General Data Protection Regulation
What is GDPR
The EU General Data Protection Regulation is the most critical aspect of European privacy legislation in the last 20 years. It is effective from 25th May 2018.
GDPR replaces the 1995 EU Data Protection Directive (European Directive 95/46/EC), concerning the rights that EU individuals have over their data, and creating a uniform data protection law across Europe.
How does GDPR Affect my Business?
The GDPR applies to associations handling and holding individual/personal data within the EU. It also applies to companies outside the EU that offer goods or services to individuals in the EU.
Personal data implies any data that can be utilized directly or in indirect way distinguish the individual. This could be anything from a name, Computer IP address, bank details or location information.
Depending on the severity of non-compliance companies can be fined upto 2% of global annual revenue or €10 million whichever is highest. It can go upto 4% for more serious breaches. These rules apply to both data controllers and processors.
Who Can I Call?
You can continue to cold call corporates and sole traders/partnerships provided the telephone numbers have been suppressed against the Telephone Preference Service and the Corporate Telephone Preference Service registers every 28 days as well as any in-house suppression files you hold. You need to always offer them the opportunity to opt out of future calls.
Who Can I Mail by Post?
You can send postal mailings to corporates and sole traders/partnerships.
Who Can I Email?
You can only email the contacts who have given you consent to contact them specifically for your company.

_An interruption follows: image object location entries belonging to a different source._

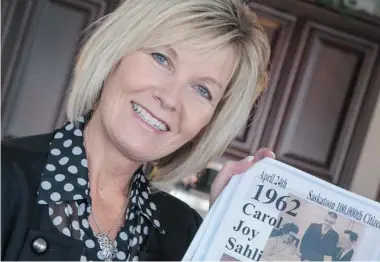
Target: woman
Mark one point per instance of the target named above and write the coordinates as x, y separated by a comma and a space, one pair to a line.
167, 82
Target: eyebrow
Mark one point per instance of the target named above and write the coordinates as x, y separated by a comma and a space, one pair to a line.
172, 52
211, 80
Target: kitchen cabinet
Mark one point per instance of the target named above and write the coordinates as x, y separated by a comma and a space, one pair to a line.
325, 76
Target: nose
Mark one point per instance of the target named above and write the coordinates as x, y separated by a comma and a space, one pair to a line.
168, 97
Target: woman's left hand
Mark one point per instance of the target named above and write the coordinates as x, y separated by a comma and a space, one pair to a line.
231, 168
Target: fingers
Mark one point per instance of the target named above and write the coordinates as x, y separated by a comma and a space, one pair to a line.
232, 168
263, 153
224, 176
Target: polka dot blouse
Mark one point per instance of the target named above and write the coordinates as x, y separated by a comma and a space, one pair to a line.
65, 189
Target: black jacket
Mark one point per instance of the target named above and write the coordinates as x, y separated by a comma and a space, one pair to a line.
23, 220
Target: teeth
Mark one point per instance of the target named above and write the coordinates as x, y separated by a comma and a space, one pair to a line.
149, 118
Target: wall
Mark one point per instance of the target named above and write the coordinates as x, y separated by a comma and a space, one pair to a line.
366, 180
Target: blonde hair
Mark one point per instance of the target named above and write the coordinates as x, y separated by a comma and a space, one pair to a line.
204, 24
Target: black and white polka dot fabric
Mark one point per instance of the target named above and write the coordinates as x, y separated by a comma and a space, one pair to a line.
65, 189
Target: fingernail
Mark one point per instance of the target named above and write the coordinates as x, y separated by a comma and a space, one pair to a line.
249, 158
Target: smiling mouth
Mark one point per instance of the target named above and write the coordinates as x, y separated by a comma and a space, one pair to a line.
149, 119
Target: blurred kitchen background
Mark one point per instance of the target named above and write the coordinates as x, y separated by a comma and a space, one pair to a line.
320, 113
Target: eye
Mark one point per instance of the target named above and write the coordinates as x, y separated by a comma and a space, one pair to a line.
203, 91
161, 59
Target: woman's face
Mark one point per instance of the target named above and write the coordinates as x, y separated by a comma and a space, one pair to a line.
157, 100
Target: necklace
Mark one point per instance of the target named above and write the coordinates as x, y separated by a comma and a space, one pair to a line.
107, 245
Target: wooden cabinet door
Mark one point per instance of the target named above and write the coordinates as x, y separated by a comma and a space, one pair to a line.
279, 26
326, 91
40, 40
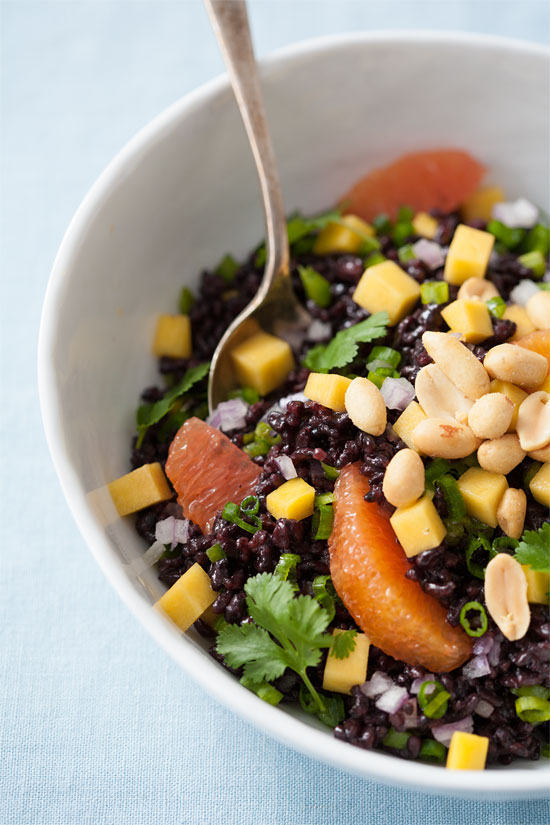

GDPR applies as it covers data processing and data controlling.
What about Bought in Data?
Email addresses of corporate employees can be bought for third party email campaigns. Legitimate interests would be used to process this personal data as long as all the following criteria are fulfilled:
- A corporate is defined as a limited company, public limited company, limited liability partnership or government departments and can be emailed without prior consent (eg. firstname.lastname@example.org).
- Employees of corporates must be given the option to easily unsubscribe or opt-out from receiving email marketing.
- The product or service being promoted can be purchased by the recipient in a professional capacity.
- The sender must identify itself and provide contact details.
Privacy Statement update: July 2022
Wherever applicable it will also be notified to data subjects via email.